Gazzella allora ha studiato tedesco otto ore al giorno per tre mesi e ha iniziato a lavorare, ma nel frattempo ha sentito il richiamo verso la psicoterapia. “Ho visto una posizione aperta per una struttura di accoglienza per minori stranieri non accompagnati e ho mandato il curriculum”, racconta. Anche a loro le sue capacità non sono sfuggite. Ci è rimasta per quattro anni dal 2016, nel pieno della crisi europea dei rifugiati, dopo che perfino Angela Merkel aveva sospeso temporaneamente il trattato di Dublino per accogliere più migranti. Il ruolo di Laura era accompagnare i minori nel superamento dei traumi: “Un lavoro bellissimo ma doloroso, i ragazzi avevano vissuto torture, violenze, erano da soli al mondo e non sempre è stato facile averci a che fare”.
La sua vera vocazione però ha bussato alla porta nel 2020, quando un centro di riabilitazione legata al lavoro ha aperto una posizione a Stoccarda e l’ha selezionata. “Era quello che ho sempre voluto fare: aiutare le persone a riprendere la carriera dopo una malattia mentale”. La struttura, Berufliches Trainingszentrum Rhein-Neckar (letteralmente Centro di formazione professionale Reno-Neckar) è un’organizzazione privata con circa dieci sedi in Germania. Nel centro – in cui dal 2025 Gazzella ha ricevuto l’incarico di dirigere l’area del servizio psicosociale – si reca chi ha subito mobbing o ha sviluppato stress e disturbi mentali legati alla professione.

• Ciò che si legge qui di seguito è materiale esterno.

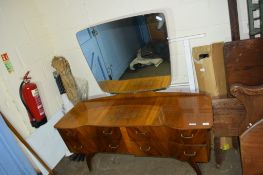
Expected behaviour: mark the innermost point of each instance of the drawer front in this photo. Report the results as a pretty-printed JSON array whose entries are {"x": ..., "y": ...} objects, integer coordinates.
[
  {"x": 146, "y": 133},
  {"x": 112, "y": 146},
  {"x": 150, "y": 148},
  {"x": 189, "y": 136},
  {"x": 190, "y": 153},
  {"x": 94, "y": 132},
  {"x": 168, "y": 134}
]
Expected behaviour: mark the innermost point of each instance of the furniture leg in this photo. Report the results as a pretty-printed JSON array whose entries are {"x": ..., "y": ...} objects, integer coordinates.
[
  {"x": 88, "y": 160},
  {"x": 235, "y": 143},
  {"x": 219, "y": 155},
  {"x": 195, "y": 166}
]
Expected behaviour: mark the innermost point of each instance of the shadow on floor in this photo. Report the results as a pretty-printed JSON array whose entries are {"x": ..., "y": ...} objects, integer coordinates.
[{"x": 119, "y": 164}]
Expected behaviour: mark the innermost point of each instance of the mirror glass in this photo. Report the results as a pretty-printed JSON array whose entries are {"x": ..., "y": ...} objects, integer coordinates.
[{"x": 128, "y": 55}]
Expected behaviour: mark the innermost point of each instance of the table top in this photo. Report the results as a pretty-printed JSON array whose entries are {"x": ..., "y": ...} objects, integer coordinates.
[{"x": 175, "y": 110}]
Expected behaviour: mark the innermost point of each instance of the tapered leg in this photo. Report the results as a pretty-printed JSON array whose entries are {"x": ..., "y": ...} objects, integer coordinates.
[
  {"x": 219, "y": 154},
  {"x": 88, "y": 160},
  {"x": 235, "y": 142},
  {"x": 196, "y": 168}
]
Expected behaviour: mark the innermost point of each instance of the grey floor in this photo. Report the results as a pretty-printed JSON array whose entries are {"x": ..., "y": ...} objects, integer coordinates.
[
  {"x": 118, "y": 164},
  {"x": 149, "y": 71}
]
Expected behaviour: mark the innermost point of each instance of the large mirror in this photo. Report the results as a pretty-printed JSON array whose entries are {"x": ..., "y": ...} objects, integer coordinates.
[{"x": 128, "y": 55}]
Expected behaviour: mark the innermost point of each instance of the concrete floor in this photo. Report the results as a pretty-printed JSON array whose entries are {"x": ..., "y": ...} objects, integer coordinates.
[
  {"x": 149, "y": 71},
  {"x": 118, "y": 164}
]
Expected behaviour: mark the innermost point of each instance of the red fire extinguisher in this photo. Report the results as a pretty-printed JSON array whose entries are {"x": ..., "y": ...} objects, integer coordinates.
[{"x": 30, "y": 98}]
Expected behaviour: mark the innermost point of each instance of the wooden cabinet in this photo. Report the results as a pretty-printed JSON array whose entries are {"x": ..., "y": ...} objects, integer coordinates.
[{"x": 148, "y": 124}]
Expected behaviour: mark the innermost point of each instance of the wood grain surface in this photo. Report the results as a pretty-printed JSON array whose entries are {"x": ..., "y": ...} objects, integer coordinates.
[
  {"x": 251, "y": 143},
  {"x": 228, "y": 116},
  {"x": 175, "y": 110},
  {"x": 143, "y": 124},
  {"x": 244, "y": 62}
]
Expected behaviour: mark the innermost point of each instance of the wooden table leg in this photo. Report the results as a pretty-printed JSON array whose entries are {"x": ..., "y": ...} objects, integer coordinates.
[
  {"x": 88, "y": 160},
  {"x": 195, "y": 166}
]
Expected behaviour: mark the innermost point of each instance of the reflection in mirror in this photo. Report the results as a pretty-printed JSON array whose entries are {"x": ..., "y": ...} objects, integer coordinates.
[{"x": 127, "y": 51}]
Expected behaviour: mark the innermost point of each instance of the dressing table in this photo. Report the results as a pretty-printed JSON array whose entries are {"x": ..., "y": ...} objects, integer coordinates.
[
  {"x": 162, "y": 124},
  {"x": 136, "y": 119}
]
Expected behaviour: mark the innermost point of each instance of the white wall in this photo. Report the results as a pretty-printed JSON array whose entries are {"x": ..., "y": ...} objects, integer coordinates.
[{"x": 24, "y": 37}]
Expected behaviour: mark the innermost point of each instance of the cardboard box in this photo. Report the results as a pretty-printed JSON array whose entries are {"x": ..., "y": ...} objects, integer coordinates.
[{"x": 210, "y": 69}]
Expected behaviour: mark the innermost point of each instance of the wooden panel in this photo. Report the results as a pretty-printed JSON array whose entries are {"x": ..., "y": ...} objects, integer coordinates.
[
  {"x": 152, "y": 148},
  {"x": 190, "y": 153},
  {"x": 233, "y": 15},
  {"x": 93, "y": 132},
  {"x": 175, "y": 110},
  {"x": 244, "y": 62},
  {"x": 168, "y": 134},
  {"x": 251, "y": 149},
  {"x": 136, "y": 84},
  {"x": 228, "y": 115}
]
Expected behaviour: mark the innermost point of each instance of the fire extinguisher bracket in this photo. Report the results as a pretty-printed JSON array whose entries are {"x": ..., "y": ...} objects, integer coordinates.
[{"x": 30, "y": 97}]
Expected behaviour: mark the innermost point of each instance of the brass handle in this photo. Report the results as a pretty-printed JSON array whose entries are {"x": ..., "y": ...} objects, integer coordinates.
[
  {"x": 140, "y": 133},
  {"x": 145, "y": 150},
  {"x": 187, "y": 137},
  {"x": 190, "y": 154},
  {"x": 107, "y": 132},
  {"x": 113, "y": 147}
]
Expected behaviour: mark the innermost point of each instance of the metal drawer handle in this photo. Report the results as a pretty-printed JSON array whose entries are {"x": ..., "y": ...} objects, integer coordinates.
[
  {"x": 190, "y": 154},
  {"x": 113, "y": 147},
  {"x": 187, "y": 137},
  {"x": 107, "y": 132},
  {"x": 145, "y": 150},
  {"x": 140, "y": 133}
]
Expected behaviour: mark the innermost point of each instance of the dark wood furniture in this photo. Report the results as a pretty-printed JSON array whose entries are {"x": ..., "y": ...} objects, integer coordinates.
[
  {"x": 251, "y": 144},
  {"x": 243, "y": 65},
  {"x": 143, "y": 124},
  {"x": 244, "y": 62}
]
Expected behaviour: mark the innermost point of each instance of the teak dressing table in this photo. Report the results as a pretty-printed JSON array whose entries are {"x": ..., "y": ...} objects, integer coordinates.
[
  {"x": 143, "y": 124},
  {"x": 136, "y": 120}
]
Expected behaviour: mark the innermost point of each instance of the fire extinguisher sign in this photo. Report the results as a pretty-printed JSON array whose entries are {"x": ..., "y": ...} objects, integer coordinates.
[{"x": 7, "y": 62}]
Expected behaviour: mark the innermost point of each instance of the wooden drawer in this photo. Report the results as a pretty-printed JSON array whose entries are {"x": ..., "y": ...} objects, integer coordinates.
[
  {"x": 168, "y": 134},
  {"x": 190, "y": 153},
  {"x": 189, "y": 136},
  {"x": 95, "y": 132},
  {"x": 113, "y": 146},
  {"x": 151, "y": 148}
]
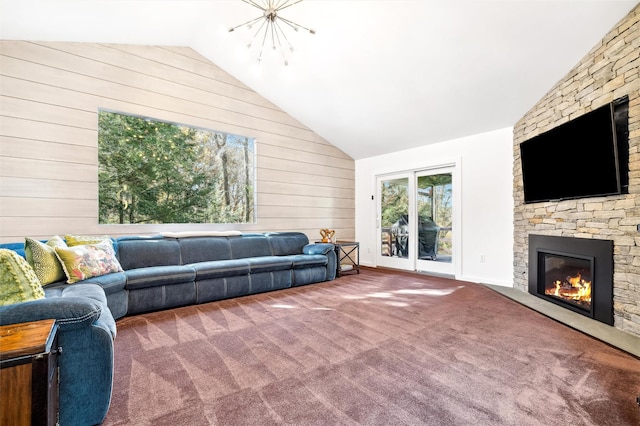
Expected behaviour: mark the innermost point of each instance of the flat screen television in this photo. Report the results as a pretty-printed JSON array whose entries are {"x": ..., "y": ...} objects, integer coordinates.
[{"x": 585, "y": 157}]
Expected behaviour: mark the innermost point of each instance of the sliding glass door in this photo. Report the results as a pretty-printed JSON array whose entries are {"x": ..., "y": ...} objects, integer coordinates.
[
  {"x": 394, "y": 239},
  {"x": 434, "y": 203},
  {"x": 415, "y": 221}
]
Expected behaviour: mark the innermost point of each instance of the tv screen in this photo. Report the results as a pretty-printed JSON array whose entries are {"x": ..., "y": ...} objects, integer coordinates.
[{"x": 580, "y": 158}]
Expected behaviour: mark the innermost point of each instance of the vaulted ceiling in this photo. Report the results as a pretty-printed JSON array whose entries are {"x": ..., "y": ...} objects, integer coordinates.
[{"x": 379, "y": 75}]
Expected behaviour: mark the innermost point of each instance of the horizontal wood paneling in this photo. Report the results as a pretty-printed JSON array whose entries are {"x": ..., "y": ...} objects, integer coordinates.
[
  {"x": 42, "y": 150},
  {"x": 50, "y": 94},
  {"x": 46, "y": 169},
  {"x": 51, "y": 207}
]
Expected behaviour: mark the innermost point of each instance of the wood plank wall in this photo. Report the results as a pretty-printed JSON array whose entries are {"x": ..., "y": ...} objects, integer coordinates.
[{"x": 50, "y": 94}]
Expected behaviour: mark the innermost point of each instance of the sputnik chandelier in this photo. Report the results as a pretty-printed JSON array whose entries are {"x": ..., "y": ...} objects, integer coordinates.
[{"x": 272, "y": 26}]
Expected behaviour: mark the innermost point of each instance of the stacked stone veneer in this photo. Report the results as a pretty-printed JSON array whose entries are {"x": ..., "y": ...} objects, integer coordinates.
[{"x": 609, "y": 71}]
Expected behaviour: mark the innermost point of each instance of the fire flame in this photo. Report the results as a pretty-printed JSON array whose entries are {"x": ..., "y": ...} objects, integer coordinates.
[{"x": 573, "y": 288}]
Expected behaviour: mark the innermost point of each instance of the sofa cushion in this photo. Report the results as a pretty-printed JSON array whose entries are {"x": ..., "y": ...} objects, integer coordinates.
[
  {"x": 249, "y": 246},
  {"x": 307, "y": 260},
  {"x": 221, "y": 268},
  {"x": 204, "y": 249},
  {"x": 110, "y": 283},
  {"x": 269, "y": 263},
  {"x": 86, "y": 261},
  {"x": 284, "y": 243},
  {"x": 141, "y": 253},
  {"x": 42, "y": 258},
  {"x": 18, "y": 282},
  {"x": 154, "y": 276}
]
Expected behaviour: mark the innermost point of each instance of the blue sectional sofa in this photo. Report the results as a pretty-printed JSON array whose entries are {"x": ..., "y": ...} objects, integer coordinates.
[{"x": 160, "y": 272}]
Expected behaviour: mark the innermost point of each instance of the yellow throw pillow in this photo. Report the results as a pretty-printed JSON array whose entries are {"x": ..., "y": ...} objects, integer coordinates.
[
  {"x": 18, "y": 282},
  {"x": 89, "y": 260},
  {"x": 77, "y": 240},
  {"x": 43, "y": 259}
]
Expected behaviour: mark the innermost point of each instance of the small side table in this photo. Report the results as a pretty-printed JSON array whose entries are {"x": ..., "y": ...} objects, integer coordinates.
[
  {"x": 348, "y": 256},
  {"x": 29, "y": 368}
]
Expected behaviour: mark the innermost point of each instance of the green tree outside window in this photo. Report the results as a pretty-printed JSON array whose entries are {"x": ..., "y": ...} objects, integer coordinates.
[{"x": 151, "y": 171}]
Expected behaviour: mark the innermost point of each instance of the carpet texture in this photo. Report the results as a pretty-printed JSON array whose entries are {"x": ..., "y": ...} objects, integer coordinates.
[{"x": 379, "y": 348}]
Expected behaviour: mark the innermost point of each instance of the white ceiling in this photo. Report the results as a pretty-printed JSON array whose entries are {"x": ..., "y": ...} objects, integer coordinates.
[{"x": 380, "y": 75}]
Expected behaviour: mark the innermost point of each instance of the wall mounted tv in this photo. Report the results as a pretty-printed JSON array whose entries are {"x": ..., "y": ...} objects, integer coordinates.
[{"x": 585, "y": 157}]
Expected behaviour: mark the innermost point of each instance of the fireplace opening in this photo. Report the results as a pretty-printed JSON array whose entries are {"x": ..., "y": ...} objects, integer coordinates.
[
  {"x": 575, "y": 273},
  {"x": 567, "y": 279}
]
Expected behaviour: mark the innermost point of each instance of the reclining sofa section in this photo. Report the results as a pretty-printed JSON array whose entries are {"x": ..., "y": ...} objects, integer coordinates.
[{"x": 161, "y": 273}]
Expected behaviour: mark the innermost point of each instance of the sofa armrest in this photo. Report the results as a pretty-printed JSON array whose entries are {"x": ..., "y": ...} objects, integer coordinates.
[
  {"x": 70, "y": 312},
  {"x": 86, "y": 333},
  {"x": 318, "y": 248}
]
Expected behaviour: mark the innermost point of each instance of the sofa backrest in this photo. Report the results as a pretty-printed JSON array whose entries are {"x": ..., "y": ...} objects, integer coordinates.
[
  {"x": 249, "y": 245},
  {"x": 202, "y": 249},
  {"x": 142, "y": 253},
  {"x": 286, "y": 243}
]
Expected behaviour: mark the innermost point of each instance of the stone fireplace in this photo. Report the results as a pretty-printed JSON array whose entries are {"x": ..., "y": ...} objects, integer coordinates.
[
  {"x": 609, "y": 71},
  {"x": 575, "y": 273}
]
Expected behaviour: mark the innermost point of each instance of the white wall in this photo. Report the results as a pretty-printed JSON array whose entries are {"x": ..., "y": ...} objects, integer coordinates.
[{"x": 486, "y": 183}]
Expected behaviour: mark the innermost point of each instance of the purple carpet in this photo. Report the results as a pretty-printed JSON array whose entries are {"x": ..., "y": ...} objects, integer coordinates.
[{"x": 379, "y": 348}]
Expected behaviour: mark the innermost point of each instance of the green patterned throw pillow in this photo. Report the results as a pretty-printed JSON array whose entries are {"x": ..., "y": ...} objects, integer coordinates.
[
  {"x": 18, "y": 282},
  {"x": 43, "y": 259},
  {"x": 89, "y": 260}
]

“Spesso chi arriva da noi ha smesso di dormire o mangiare, ha avuto burnout o attacchi di panico, e il medico di base gli ha prescritto un periodo di malattia più lungo di 5-6 settimane”. A quel punto i pazienti possono recarsi in struttura e il sistema di previdenza sociale tedesco sostiene le spese di terapia per un anno. Il percorso (non farmacologico) dura un anno e prevede incontri con psicoterapeuti, job coach, formatori. In parte mira a superare un momento difficile, ma l’obiettivo di lungo termine è rientrare al lavoro o trovarne un altro che sia soddisfacente. “Molti ci dicono ‘devo funzionare ma non ci riesco’, spesso sono giovani sopraffatti dalle logiche delle aziende tradizionali ma tanti sono manager che hanno avuto un crollo dopo essere arrivati in cima”. Difficilmente, racconta Gazzella, le persone tornano dove sono state male, spesso trovano lavoro in un’azienda più affine ai loro ritmi. “È un fenomeno in crescita – spiega – il segno di una Germania che ha capito che nella vita non conta soltanto il lavoro ma anche le emozioni”. Un sistema che potrebbe aiutare anche i professionisti italiani, ma che per adesso non sembra esistere nel nostro Paese: “È un peccato, in Italia tanti psicologi si formano e poi devono reinventarsi in altre professioni, eppure sarebbero utili sia nelle scuole che per i lavoratori”.